If you didn’t know it was a publicly traded company, you’re not alone. DoorDash went public in December 2020, when the COVID-19 pandemic was raging and we were just moving past a contentious presidential election. Plenty of critics were also convinced the company was only going public to cash in on the IPO craze underway at the time, and while demand for meals delivered to consumers’ doors was at its highest. Both manias felt vulnerable to time.

And in some ways, the skeptics were right. Although they soared out of the gate, DoorDash shares ultimately fell more than 70% from their post-IPO peak, reaching new record lows just last week.

The funny thing is, while DoorDash still has a lot of refinement of its model to work out, consumers are still liking the convenience of at-your-door deliveries, despite the effective, slow-grinding end of the pandemic. Revenue for the three-month stretch ending in March was up 35% year over year, kicking off a year analysts believe will see top-line growth of 21% followed by a 24% revenue improvement next year.

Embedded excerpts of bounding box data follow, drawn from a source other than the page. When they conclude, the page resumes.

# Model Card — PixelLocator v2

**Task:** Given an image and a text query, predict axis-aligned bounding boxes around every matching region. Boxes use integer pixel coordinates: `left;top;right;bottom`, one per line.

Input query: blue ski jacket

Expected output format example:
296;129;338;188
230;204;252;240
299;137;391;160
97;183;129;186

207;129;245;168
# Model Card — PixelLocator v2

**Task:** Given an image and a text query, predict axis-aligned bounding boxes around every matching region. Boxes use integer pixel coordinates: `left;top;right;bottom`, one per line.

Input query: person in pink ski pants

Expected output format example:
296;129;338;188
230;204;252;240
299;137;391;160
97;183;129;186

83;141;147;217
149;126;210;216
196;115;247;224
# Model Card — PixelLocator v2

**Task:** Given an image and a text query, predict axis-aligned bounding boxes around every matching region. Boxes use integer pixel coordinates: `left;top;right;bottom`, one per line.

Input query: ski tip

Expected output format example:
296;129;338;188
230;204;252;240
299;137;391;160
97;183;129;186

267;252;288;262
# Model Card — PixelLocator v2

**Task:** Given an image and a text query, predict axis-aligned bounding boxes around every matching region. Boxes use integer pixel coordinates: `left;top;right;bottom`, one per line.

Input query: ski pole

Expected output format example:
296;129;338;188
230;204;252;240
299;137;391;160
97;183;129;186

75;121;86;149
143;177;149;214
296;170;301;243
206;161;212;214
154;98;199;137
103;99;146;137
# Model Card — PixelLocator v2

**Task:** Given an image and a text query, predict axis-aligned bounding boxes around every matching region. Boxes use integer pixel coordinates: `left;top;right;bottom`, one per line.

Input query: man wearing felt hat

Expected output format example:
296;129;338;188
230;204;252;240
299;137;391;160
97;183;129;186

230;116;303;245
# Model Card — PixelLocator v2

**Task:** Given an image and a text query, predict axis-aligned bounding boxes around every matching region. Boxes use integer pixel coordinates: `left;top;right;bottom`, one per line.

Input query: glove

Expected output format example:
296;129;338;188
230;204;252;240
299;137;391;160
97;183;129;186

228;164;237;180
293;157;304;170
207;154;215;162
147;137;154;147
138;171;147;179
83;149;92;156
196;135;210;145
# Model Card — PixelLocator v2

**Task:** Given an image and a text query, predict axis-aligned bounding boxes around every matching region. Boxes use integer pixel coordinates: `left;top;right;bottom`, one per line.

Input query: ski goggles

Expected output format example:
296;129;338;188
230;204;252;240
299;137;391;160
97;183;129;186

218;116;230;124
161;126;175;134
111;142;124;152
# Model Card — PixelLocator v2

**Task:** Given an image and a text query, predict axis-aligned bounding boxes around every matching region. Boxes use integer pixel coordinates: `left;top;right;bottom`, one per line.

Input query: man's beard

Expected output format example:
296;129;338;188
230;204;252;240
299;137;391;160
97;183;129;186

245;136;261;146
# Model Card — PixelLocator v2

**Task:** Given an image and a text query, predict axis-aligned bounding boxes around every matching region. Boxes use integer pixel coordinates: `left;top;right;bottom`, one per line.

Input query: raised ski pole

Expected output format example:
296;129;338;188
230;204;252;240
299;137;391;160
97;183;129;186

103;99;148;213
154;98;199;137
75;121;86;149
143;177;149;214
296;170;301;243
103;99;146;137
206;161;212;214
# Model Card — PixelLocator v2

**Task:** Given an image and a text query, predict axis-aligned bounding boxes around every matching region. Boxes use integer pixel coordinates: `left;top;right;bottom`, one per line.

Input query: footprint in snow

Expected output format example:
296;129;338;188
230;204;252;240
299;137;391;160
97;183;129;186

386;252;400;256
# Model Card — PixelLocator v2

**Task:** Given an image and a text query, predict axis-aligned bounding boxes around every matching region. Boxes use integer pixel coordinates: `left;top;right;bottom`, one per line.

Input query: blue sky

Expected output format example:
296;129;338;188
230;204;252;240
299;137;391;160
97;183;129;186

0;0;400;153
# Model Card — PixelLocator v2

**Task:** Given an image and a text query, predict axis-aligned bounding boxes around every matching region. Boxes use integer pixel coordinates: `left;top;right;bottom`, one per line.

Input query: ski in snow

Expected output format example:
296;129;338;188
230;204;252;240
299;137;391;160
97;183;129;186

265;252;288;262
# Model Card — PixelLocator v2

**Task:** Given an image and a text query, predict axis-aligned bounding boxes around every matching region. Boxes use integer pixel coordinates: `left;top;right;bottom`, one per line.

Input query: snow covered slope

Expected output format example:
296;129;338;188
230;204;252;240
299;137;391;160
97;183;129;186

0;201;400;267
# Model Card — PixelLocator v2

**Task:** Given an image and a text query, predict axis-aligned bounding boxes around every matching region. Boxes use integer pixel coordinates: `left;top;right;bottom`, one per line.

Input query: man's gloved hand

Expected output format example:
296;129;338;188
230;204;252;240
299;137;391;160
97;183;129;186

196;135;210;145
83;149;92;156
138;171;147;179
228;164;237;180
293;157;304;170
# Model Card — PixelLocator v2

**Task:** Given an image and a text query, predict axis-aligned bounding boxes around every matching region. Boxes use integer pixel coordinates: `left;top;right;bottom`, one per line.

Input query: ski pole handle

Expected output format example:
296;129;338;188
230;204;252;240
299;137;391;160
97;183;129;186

That still won’t be enough to push the company to profitability. But it should be enough to cut DoorDash’s projected 2022 loss in more than half in 2023, making profits in 2024 a distinct possibility. The market may reward the stock for progress toward that end zone in the meantime, now that it sees there’s a sustainable market for quick at-home deliveries of all sorts of goods, including nonfood items.